Both Services have their own control room, with the North Yorkshire one being based in Northallerton. Currently all 999 calls received by the emergency operators are directed to this Control room so that information can be obtained and appropriate fire engines and other resources can be dispatched to the incident.
Under the new collaboration arrangements Cornwall’s Control Room will be able to seamlessly receive calls and dispatch resources on behalf North Yorkshire (and vice versa), during busy periods.

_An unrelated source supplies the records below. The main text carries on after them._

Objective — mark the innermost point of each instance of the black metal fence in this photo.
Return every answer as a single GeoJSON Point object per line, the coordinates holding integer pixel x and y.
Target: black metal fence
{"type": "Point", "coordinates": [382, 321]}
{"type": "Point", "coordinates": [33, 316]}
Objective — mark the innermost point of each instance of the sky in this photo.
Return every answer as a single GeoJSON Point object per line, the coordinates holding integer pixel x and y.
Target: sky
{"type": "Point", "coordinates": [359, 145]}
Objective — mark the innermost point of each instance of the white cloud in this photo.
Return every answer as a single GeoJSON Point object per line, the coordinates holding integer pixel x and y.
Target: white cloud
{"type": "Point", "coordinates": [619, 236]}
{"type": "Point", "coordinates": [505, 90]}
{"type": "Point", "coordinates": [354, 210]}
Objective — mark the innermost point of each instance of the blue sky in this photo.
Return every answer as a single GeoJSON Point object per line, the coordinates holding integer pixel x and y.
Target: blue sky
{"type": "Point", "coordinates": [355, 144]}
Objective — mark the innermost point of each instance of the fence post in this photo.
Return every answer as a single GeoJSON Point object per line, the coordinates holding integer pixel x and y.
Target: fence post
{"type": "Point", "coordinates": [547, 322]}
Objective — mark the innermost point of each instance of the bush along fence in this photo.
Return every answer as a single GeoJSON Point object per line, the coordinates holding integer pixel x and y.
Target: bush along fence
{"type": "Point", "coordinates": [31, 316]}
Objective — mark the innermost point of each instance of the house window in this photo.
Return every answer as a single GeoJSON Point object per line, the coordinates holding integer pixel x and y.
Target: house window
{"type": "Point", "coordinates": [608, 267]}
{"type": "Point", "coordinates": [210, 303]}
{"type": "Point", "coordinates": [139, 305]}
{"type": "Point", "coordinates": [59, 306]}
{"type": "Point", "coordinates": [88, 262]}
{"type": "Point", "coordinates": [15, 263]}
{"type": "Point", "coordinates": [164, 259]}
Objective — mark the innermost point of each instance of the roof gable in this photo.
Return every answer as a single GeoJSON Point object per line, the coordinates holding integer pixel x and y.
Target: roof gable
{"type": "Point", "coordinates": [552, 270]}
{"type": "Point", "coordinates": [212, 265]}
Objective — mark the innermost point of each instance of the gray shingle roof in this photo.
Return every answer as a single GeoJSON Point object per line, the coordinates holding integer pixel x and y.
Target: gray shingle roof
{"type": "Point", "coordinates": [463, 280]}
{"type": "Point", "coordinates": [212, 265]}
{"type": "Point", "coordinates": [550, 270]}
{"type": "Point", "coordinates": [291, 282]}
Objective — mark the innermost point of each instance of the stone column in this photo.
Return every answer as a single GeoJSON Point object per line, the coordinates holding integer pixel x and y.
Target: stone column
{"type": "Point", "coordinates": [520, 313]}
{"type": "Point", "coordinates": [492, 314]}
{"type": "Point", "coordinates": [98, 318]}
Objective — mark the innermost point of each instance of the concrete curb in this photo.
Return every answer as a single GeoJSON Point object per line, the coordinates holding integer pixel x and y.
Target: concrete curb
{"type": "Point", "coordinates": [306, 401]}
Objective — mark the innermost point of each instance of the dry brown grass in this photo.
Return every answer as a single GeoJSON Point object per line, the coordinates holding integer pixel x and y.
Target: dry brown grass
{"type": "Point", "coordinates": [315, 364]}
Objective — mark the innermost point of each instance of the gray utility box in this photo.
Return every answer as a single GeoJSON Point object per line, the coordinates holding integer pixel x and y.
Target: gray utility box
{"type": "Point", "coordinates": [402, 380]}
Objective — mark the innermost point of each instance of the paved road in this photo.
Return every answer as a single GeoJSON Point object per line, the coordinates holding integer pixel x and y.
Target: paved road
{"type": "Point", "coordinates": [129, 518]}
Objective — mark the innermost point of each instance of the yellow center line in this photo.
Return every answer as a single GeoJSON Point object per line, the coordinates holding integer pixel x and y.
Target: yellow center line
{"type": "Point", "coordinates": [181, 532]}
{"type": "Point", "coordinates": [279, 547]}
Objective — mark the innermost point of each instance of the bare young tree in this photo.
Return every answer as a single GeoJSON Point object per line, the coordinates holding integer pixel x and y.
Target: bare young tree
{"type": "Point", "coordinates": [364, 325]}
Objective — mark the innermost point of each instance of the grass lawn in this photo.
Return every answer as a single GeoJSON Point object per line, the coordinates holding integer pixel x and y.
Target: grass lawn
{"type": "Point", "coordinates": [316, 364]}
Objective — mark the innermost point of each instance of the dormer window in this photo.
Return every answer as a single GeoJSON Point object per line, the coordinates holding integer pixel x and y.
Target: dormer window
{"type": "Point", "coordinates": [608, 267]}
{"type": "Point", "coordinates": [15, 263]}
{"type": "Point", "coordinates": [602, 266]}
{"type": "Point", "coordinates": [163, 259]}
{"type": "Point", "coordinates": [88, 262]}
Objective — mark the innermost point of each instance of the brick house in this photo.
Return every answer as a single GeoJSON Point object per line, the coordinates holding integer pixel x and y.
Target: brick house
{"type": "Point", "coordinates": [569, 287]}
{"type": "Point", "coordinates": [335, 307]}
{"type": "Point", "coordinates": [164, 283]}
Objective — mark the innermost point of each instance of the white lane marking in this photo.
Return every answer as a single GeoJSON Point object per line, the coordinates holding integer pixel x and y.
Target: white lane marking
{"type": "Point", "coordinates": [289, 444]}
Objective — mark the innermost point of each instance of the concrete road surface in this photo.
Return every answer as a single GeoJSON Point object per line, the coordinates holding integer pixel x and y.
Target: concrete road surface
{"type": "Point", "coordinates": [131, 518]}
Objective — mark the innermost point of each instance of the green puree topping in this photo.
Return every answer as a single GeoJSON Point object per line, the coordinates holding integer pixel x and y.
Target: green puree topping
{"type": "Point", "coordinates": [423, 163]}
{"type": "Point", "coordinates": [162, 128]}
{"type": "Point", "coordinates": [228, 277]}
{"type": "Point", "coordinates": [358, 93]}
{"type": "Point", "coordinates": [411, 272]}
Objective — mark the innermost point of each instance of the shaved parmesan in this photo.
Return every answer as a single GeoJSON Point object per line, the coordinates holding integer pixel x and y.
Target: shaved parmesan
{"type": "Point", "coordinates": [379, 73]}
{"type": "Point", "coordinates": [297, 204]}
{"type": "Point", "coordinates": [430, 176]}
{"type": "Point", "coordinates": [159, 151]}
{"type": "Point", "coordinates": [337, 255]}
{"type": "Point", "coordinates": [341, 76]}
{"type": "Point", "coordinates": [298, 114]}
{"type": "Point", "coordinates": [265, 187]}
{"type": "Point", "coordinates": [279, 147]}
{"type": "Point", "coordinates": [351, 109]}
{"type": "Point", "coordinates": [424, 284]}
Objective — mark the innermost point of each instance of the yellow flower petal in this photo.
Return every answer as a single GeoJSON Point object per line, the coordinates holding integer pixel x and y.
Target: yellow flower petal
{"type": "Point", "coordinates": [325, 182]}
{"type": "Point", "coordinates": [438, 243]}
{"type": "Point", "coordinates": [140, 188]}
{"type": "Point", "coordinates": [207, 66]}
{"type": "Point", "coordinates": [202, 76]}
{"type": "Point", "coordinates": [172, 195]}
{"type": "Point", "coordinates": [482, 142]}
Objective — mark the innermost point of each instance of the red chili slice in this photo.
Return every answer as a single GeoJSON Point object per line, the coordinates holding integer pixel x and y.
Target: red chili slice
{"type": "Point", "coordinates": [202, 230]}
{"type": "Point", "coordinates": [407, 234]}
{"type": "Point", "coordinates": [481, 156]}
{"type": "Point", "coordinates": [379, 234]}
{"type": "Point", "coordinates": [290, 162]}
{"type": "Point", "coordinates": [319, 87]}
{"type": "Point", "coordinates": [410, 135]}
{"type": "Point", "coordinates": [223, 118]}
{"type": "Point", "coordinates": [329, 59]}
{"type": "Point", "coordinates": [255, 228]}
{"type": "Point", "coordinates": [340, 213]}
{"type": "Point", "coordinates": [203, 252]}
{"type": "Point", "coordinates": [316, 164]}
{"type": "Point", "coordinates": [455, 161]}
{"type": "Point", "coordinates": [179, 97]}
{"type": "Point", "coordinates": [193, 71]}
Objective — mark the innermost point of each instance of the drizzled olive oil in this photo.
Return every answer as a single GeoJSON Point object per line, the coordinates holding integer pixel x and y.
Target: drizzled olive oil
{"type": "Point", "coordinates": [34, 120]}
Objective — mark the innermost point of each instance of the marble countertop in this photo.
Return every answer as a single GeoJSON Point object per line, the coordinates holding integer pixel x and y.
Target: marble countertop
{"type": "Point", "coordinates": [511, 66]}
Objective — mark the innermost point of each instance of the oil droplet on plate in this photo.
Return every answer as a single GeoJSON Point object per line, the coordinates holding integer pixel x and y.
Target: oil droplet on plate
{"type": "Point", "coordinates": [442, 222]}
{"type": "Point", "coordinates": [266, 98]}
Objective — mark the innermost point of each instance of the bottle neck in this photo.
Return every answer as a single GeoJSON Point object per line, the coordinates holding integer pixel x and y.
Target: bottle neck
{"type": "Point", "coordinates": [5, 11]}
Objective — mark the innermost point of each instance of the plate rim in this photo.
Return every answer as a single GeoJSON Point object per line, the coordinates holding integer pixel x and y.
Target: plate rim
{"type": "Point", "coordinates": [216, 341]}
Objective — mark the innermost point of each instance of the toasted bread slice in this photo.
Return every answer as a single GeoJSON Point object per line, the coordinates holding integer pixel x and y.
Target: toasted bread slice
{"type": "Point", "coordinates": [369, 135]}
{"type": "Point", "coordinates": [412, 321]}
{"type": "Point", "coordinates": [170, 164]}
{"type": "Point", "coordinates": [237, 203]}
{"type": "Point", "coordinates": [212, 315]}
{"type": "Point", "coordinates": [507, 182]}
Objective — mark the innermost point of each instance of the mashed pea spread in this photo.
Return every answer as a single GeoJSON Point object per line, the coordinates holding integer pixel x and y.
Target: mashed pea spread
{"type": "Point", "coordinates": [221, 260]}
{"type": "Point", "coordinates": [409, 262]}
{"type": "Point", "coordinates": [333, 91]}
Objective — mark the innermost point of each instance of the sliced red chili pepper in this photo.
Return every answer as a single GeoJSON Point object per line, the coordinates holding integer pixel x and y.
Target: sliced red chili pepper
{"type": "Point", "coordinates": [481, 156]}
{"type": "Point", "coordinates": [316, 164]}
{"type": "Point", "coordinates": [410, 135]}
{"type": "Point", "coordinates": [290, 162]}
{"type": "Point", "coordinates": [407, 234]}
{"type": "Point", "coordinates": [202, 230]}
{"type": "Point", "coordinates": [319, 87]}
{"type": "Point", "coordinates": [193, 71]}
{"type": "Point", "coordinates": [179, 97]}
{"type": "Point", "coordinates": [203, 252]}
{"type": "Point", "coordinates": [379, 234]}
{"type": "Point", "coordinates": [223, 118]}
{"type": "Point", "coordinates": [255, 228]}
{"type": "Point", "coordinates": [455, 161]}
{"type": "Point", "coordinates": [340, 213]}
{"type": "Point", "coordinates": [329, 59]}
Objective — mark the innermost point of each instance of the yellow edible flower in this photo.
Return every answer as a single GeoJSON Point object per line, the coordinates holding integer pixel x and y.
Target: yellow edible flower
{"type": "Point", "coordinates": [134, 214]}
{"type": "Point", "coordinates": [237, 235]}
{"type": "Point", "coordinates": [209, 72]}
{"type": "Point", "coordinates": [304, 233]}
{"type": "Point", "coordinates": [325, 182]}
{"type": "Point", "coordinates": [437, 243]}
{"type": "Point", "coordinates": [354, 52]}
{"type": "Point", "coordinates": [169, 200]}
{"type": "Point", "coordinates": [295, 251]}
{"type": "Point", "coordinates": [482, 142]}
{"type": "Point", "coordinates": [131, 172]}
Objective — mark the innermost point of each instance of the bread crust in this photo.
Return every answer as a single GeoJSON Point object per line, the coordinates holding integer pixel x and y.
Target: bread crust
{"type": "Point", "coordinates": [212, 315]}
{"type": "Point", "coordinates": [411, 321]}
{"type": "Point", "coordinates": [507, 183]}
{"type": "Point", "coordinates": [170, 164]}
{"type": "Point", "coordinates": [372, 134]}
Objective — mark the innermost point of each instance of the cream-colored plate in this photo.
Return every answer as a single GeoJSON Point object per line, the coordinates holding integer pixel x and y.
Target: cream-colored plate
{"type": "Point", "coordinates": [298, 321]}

The main cause of busy periods for both Services is severe weather and when this happens, 999 callers cannot always get through to the Control Room immediately. This new arrangement increases capacity to deal with the higher call volume, as Cornwall and North Yorkshire tend not to be affected by severe weather at the same time due to their distance geographically.
This is the only project in the country where such a remote collaboration is being put in place to ensure the likelihood of both control rooms being inundated with calls at the same time is reduced to a minimum.
As both Services receive a manageable number of 999 calls, other than at times of severe weather, this new arrangement allows for a reduction in the number of Control Room staff on duty in each Control Room, particularly at night time. This will enable the combined capacity across both Control Rooms to be higher than at present for a single Control Room, but at less cost.
To assist with this work both Fire Authorities received a grant from central Government which has covered the cost of putting in a single mobilising system.
North Yorkshire Fire and Rescue Authority Chairman, Cllr John Fort said: This project will provide a better service to people calling for the fire and rescue service in each area and will save taxpayers money.
It will ensure the future of a Control Room in North Yorkshire and Rescue Service, providing the best service for the public.